At a weekly gathering of the Wirral Childminding Association, which was set up for rural childminders to help and support each other, some are questioning their future.
Nikki Griffiths, who runs the group, says childminders are like “micro-nurseries” who have to follow an early years curriculum and do training in their own time, but they are sometimes not seen as professionals.
She says her local authority pays £4 an hour for three and four-year-olds, so with three children under the age of five, she earns £12 an hour before she has paid for anything else, including training, insurance, utilities and food. “We feel so undervalued.”
From September, the rate the government will pay on average will increase to £5.62 per hour for three and four-year-olds and £7.95 for two-year-olds. But early-years charities says the cost of providing these places is much higher.
As well as childminders, the number of staff working for school-based nurseries and for nurseries run by voluntary organisations is falling. Private nurseries were the only type of childcare provider to be employing more staff in 2022 than they were in 2019.
The most recent figures show there are 334,000 early-years workers, down 10,000 on the peak seen in 2019.

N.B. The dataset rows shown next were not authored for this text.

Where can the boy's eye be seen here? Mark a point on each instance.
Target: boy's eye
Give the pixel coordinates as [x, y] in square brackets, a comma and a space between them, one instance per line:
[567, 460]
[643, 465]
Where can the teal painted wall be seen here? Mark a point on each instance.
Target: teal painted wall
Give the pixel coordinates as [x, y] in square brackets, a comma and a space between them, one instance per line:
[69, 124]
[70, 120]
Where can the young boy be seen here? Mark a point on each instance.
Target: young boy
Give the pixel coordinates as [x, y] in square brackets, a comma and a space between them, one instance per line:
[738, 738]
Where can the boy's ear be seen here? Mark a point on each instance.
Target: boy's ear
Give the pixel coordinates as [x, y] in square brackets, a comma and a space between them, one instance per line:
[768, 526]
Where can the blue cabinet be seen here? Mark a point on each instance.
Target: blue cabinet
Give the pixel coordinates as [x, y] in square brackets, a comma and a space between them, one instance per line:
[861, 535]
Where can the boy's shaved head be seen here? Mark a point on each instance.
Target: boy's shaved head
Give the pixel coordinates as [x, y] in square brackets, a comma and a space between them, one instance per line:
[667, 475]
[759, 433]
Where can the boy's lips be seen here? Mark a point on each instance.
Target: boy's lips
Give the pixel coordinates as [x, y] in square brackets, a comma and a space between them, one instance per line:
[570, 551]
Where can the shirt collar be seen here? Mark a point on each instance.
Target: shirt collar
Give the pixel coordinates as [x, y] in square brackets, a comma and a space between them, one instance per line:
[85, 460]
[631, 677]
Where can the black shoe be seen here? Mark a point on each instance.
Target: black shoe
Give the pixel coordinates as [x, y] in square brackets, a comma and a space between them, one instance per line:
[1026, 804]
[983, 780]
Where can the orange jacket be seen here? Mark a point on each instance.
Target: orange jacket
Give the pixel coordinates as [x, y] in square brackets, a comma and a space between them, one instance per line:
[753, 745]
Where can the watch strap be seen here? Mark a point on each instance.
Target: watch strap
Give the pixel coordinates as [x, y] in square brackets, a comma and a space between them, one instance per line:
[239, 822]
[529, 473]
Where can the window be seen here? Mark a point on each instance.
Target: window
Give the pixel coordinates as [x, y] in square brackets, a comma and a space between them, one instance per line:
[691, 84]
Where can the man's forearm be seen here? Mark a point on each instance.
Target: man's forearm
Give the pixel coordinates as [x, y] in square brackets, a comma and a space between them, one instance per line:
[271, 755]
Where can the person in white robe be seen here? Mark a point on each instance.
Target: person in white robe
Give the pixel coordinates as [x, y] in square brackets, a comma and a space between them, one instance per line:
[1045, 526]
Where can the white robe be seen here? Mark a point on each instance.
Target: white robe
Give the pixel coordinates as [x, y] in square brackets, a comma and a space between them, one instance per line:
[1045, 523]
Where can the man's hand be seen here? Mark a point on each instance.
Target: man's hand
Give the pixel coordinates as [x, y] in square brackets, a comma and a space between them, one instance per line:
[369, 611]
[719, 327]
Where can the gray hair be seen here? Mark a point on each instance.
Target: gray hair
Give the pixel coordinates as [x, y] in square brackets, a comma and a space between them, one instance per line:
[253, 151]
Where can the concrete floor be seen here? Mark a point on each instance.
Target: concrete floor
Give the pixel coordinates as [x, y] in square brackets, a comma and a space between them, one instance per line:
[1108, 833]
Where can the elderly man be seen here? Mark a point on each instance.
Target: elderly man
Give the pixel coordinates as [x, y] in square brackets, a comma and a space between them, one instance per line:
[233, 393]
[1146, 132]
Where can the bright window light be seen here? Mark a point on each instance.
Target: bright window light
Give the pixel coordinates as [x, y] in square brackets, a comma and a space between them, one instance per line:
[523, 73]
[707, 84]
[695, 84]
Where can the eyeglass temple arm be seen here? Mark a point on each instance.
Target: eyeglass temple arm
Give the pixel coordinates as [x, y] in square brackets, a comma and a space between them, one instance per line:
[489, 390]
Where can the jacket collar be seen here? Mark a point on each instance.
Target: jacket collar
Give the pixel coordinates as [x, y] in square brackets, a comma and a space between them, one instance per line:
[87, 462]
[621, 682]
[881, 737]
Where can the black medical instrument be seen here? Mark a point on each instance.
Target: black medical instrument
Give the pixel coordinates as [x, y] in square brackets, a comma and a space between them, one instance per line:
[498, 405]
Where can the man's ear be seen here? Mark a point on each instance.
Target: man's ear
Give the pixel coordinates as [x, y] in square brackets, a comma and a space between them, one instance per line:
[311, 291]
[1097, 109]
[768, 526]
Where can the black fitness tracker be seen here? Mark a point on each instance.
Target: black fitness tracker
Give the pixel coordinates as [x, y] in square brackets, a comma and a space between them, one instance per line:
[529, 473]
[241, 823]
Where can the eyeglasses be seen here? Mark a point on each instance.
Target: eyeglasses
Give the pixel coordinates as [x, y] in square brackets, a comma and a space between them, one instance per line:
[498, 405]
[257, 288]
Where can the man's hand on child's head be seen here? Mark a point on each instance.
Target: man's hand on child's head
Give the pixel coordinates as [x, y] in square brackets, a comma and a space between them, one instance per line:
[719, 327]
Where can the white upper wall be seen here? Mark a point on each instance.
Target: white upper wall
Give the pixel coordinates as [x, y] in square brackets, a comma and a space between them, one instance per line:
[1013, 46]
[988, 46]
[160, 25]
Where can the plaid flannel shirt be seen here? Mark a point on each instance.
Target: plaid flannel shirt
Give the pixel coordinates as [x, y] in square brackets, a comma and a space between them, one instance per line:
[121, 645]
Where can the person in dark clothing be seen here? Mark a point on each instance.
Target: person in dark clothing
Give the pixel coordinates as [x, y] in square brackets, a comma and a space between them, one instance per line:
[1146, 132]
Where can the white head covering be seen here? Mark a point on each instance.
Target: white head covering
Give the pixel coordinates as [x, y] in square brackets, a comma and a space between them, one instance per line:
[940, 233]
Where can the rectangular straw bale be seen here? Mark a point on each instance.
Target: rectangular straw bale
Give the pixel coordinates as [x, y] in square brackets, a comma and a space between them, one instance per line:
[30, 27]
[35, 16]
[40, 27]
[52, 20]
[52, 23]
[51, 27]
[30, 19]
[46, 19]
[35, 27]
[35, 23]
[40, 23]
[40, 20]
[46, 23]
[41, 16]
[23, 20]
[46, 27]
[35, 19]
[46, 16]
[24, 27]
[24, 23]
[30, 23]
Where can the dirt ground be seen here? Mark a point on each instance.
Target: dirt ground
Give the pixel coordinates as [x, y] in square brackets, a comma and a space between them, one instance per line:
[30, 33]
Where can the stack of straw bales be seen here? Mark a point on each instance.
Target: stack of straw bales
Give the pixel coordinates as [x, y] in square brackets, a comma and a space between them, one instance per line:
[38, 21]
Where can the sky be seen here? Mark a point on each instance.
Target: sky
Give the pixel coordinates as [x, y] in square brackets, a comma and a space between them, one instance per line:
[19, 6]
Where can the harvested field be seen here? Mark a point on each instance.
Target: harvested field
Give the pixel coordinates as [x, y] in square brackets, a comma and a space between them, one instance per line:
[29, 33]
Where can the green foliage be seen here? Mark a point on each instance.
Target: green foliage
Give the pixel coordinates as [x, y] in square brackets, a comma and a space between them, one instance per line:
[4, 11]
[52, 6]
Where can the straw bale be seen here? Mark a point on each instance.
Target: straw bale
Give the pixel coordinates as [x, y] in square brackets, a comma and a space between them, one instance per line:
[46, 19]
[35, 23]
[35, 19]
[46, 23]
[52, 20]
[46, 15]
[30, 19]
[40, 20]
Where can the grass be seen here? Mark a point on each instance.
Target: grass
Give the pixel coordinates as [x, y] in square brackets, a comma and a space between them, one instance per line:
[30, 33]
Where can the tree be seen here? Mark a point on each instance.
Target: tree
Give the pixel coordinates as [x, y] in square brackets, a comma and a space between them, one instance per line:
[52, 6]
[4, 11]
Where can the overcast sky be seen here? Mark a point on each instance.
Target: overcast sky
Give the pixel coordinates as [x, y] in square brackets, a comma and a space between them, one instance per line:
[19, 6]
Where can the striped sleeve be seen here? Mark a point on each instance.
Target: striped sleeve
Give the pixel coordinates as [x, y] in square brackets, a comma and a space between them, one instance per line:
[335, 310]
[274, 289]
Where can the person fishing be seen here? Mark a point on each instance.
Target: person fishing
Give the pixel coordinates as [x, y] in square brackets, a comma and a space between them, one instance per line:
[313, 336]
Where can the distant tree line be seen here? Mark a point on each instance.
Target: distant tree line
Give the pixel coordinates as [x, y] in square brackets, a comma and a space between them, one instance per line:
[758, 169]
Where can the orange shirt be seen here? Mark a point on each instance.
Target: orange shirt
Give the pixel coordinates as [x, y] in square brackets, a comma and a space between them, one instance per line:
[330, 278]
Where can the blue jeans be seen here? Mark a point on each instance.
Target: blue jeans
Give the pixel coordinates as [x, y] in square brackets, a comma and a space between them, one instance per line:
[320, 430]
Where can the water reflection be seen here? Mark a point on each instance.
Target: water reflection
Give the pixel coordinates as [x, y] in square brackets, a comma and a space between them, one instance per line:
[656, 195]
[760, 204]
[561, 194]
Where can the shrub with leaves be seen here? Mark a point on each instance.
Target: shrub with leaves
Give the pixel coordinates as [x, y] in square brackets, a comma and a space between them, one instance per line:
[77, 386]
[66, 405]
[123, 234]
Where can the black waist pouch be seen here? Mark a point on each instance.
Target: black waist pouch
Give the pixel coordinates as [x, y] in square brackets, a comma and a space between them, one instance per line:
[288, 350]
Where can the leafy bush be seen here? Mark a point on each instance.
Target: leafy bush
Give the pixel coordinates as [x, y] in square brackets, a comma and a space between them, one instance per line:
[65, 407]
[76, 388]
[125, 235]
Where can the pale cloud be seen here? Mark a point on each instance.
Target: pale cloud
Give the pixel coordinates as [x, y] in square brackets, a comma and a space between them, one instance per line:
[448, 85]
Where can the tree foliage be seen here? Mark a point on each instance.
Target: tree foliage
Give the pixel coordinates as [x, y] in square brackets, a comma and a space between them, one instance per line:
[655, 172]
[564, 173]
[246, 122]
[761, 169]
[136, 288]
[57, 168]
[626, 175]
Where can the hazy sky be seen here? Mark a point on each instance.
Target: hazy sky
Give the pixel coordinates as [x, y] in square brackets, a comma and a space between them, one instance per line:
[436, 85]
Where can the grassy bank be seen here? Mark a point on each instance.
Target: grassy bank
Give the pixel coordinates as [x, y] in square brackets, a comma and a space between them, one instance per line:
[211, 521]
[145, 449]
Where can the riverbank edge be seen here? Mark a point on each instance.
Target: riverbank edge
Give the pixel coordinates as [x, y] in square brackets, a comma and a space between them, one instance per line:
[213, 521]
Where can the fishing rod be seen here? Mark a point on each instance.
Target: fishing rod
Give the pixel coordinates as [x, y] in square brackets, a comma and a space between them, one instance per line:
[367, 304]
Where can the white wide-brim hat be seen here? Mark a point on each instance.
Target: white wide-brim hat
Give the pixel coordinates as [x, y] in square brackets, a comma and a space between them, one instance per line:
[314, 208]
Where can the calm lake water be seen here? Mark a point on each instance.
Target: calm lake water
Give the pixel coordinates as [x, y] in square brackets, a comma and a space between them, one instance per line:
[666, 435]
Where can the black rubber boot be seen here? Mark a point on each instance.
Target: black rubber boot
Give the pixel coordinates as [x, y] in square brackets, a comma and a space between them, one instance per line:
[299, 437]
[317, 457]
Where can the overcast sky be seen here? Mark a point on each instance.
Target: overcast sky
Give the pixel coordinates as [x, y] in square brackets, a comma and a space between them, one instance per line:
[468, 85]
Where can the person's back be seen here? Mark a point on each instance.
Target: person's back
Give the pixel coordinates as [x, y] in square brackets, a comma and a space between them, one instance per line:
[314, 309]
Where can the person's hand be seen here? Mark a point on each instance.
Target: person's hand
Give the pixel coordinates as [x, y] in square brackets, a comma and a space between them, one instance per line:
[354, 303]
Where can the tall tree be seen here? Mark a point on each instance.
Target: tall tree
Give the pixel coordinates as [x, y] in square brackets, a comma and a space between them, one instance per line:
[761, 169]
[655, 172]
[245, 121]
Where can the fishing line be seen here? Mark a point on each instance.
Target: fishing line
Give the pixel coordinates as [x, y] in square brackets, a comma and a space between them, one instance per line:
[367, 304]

The government says it is launching a national campaign to support the recruitment and retention of staff.
To help combat childminders leaving, it is also offering payments of £600 for those who sign up, and £1,200 for those who join through an agency.
Proposals to help providers recruit and retain staff include getting rid of the need for a maths qualification, and changing ratios.
But Neil Leitch, from the Early Years Alliance, says the plans “are unlikely to be enough to boost workforce numbers” and “risks a de-professionalisation of the workforce”.
The National Day Nurseries Association says one way of plugging the gap could be allowing the sector to recruit from abroad.
Zoe Raven, founder of Acorn Early Years Foundation, which is a social enterprise, would love to expand and open new nurseries but the workforce issue is stopping her.
“I can’t come up with a whole new staff team”, she says.
One of her nurseries in Milton Keynes, Jubilee Wood, currently makes a loss, as most of the children rely on government-funded hours. It is subsidised by nurseries in more affluent areas, which charge higher fees.
Zoe worries that when the government’s expansion is fully in place, “there will be an awful lot of women who won’t be able to get back to work after they have taken maternity leave”.
MPs from the education committee are expected to release their report into the childcare sector later this week.
The Department for Education (DfE) says it is rolling out “the single biggest investment in childcare in England ever, set to save a working parent using 30 hours of childcare up to an average of £6,500 per year”.
The DfE official adds: “To make sure there are enough places across the country, we will be investing hundreds of millions of pounds each year to increase the amounts we pay providers – and will be consulting on how we distribute funding to make sure it is fair.”